Johanna recibió una bienvenida igualmente cálida. “Me tuvieron confianza tan rápido, y nos trataron como gente realmente importante”, dijo.

Cada día, Carlos, Johanna y sus compañeros entrenaban a los participantes en diferentes técnicas del baloncesto como hacer pases con la pelota, tiros al aro y contraataque. Comunicarse era un reto diario debido a que la mayoría de los visitantes sólo hablaban inglés y los campistas sólo hablaban español o quiché.

Muchas veces los niños de Washington hacían gestos y demostraciones para que los participantes luego los imitaran. Otras veces se comunicaban a través de imágenes. Los más valientes se atrevían a hablar frases en español que habían aprendido en la clase de la mañana. Johanna y Carlos ayudaron a traducir para sus compañeros de equipo.

Después de dos semanas y media de entrenamientos (y de establecer nuevas amistades) el campamento culminó con un torneo entre las cuatro aldeas. Los niños jugaron muy bien. Querían impresionar a sus maestros pero al final solo un equipo de niños y otro de niñas serían ganadores. Los niños y niñas de la Aldea de Pachaj, que eran parte del grupo de Johanna fueron al final los campeones.

“Pachaj no había ganado un campeonato en los últimos cinco años”, recordó Johanna. Los niños gritaban y saltaban de alegría en la cancha.

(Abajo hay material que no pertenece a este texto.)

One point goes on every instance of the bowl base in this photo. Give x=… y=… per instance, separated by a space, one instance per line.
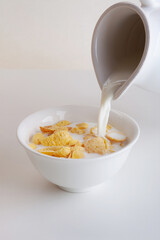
x=80 y=190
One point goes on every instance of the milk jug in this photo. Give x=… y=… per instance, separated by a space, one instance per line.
x=126 y=40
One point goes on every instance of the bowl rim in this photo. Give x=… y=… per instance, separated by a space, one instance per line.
x=101 y=157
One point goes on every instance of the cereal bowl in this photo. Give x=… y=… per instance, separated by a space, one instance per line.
x=77 y=175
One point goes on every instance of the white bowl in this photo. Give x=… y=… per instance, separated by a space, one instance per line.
x=77 y=175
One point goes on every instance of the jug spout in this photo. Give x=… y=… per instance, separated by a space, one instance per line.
x=150 y=3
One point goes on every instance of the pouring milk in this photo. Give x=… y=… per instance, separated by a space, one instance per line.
x=113 y=83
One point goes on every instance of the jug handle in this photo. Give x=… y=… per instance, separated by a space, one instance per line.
x=150 y=3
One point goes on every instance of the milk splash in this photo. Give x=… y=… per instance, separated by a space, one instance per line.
x=108 y=90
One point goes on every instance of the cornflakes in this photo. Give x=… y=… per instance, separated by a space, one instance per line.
x=77 y=131
x=82 y=125
x=63 y=123
x=95 y=145
x=56 y=151
x=32 y=145
x=37 y=138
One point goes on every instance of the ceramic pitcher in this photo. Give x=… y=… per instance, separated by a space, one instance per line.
x=129 y=33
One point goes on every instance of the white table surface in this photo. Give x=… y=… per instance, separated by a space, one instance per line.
x=127 y=208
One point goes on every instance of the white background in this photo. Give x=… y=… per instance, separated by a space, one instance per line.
x=52 y=34
x=127 y=208
x=57 y=34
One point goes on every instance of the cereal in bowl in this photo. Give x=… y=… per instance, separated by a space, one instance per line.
x=76 y=140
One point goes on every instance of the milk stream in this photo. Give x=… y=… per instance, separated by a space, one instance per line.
x=109 y=88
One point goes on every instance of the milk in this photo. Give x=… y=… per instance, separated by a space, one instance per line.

Después del torneo los jóvenes instructores y los campistas intercambiaron abrazos y entre lagrimas se dijeron adiós. Fue entonces que Carlos y Johanna decidieron que querían regresar el próximo verano.

“Mis campistas dijeron que sintieron como si yo fuera familia”, dijo Johanna. “Eso me hizo sentir muy bien.” Los niños mayores le dijeron que incluso si estuvieran trabajando el próximo verano, iban a venir y visitarla en la cancha de baloncesto.

Carlos dice que al volver tendría un objetivo: “Quiero ver lo mucho que los niños mejoraron”, dijo. “Porque me dijeron que el próximo año van a ganar el torneo “.

Por su parte Johanna, acepta el reto: “¡Dale!”